Sette mesi dopo il funerale di Adrien…


-Marinette! Mi prepareresti due croissants alla crema, uno alla cioccolata e…- sua madre si precipitò in negozio, correndo verso il bancone. Marinette le sorrise e in un attimo Sabine si ritrovò in mano un vassoio con l'ordine e un succo di frutta già stappato. 


-Come facevi a sapere del succo? Non mi hai neanche fatta finire di parlare!- la donna era rimasta letteralmente a bocca aperta. Era come se l'avesse letta nella mente!

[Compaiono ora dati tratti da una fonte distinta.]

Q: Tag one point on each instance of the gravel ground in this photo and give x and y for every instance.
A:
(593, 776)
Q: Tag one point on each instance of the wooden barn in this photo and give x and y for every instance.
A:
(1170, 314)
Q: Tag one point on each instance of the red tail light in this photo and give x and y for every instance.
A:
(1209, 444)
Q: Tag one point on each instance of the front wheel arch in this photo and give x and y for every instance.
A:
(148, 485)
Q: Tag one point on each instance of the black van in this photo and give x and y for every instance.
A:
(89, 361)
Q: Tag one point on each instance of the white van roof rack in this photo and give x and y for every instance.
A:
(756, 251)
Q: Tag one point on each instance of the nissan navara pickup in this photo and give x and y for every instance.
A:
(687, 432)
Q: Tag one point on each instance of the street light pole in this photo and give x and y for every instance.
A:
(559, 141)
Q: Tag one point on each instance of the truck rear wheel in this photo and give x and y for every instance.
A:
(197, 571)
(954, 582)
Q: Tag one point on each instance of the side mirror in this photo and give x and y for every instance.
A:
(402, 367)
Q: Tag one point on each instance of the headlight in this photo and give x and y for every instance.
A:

-A quest'ora i signori Abajour vengono a fare merenda con il loro figlio più piccolo, e sempre a quest'ora tu ti precipiti qui a dirmi le stesse ordinazioni di quattro mesi fa- una grassa risata scoppiò dietro di loro, e il viso del padre di Marinette, Tom, lievemente sporco di farina e un pezzo di guscio d'uovo attaccato alla chioma corta dell'uomo, fece capolino dietro al muro che separava il forno dal resto del negozio.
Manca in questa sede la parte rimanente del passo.